司会者が英語を交えて説明してくれるのでわかります。

アンクロン演奏と子供たちの合唱
曲は日本でいう童謡「ちょうちょう」です。世界共通の曲なので入りによいのでしょう。インドネシアではBoneka Abdi(わたしのお人形)というらしいです。たぶん歌詞の内容は国によって違うのでしょう。

アンクロンというよりは竹の木琴を使った楽器演奏
結構現代的な音色だなと思ったら、ベースとドラムスが入っていました。音が締まります。
低音が響くリズムによりダンスがはじまります。外国人はオランダ人、ドイツ人、日本人でどちらかといえばシャイな民族ですから、ノリが悪く、インドネシア人たちのノリの良さに助けられました。
ラテン系の人たちがいるとまた違った雰囲気になったかもしれません。

■みんなでアンクルンを演奏
これは本当に素晴らしかったです。機会があればぜひやってみてほしいと思います。
まずアンクルンの持ち方、音の鳴らし方を学びます。
次に自分の持っているアンクルンの番号を見て、指揮者の指示に従って自分のアンクルンを鳴らします。
番号は1から7まであり、1がド、7がシです。わたしはシでした。最初に音を鳴らしたときは自分の持つアンクロンが一番高い音程だとは全く気づきませんでした。
写真があればわかりやすいのですが、太い竹2本と細い竹1本の計3本で構成されており、低いシと1オクターブ高いシが同時に鳴る仕組みです。

指揮者が番号別の手の合図を教えます。そして簡単な曲からだんだんと難しい曲に挑戦させていきます。
知っている曲の方が演奏しやすいですから、みんなが知っている曲を演奏します。例えばベートーベンの第九とか。

指揮者の手の動きに集中して音がきれいに並んだ時の気持ちよさは本当に幸せな気分になりました。

指揮者の方がアンクルンの演奏で大事なのは3つ。1つ目はDiscipline(指揮者のいうことを忠実に守る感じ)、2つ目はハーモニー、Togetherness(一体感)、3つ目はSabarn(インドネシア語でがまんする)。3つ目はよくわかんないなと思っていたら、「7番のアンクルン持っている人、手あげて」「さっきの曲1回もこうやる(音を鳴らす動作を示しながら)ところなかったね。それがSabarn。」という落ちでした。笑いが起きました。

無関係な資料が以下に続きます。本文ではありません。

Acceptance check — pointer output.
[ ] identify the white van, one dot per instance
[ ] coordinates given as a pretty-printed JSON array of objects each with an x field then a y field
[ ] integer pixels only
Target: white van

そして真面目な顔に戻って英語で、「アンクルンが素晴らしいのは、まったく違う国の人、年齢、宗教、言葉が全部違っていても、一体になってハーモニーを作り出そうとするところ。平和をもたらす楽器なんです」と言っていました。
みんなハッピーな気持ちになったでしょ?と聞かれ、全員がけっこうでかい声で「Yes」と言っていました。本当に一体感が気持ちよかったです。

■最後は子供たちが全員出てきて踊り、観客も一緒になって踊る
わたしは恥ずかしかったので踊りませんでしたが、多くの観客が輪になって楽しそうに踊っていました。よい思い出になったと思います。観客たちは本当に楽しそうな表情をしていました。
でも曲が「ハロハロバンドン」だったんですよ。この曲は日本敗戦後に再植民地化を狙ったイギリス・オランダ連合軍がバンドンに攻め込み、インドネシア軍が街を焼いて撤退した「バンドン火の海事件」を歌詞にしたものです。
この曲を流してオランダ人に踊らせるのはどうなんだろうかと一瞬思いましたが、歌詞に反してポップで明るい曲調なので観光客は気づかなかったかもしれないし、インドネシアを代表する愛国歌だから最後の曲としてふさわしいかもしれないなと思いなおしました。
みんな楽しそうだからそれがすべてですね。

最後に女性の司会者が挨拶をして、子供たちがインドネシア語と英語で元気にお礼の言葉をのべて終わりとなります。

わたしはとても幸せな気分を引きずったまま、バイクタクシーで帰路についたのでした。
日本から家族や友人が遊びに来たら、誘ってみようと思います。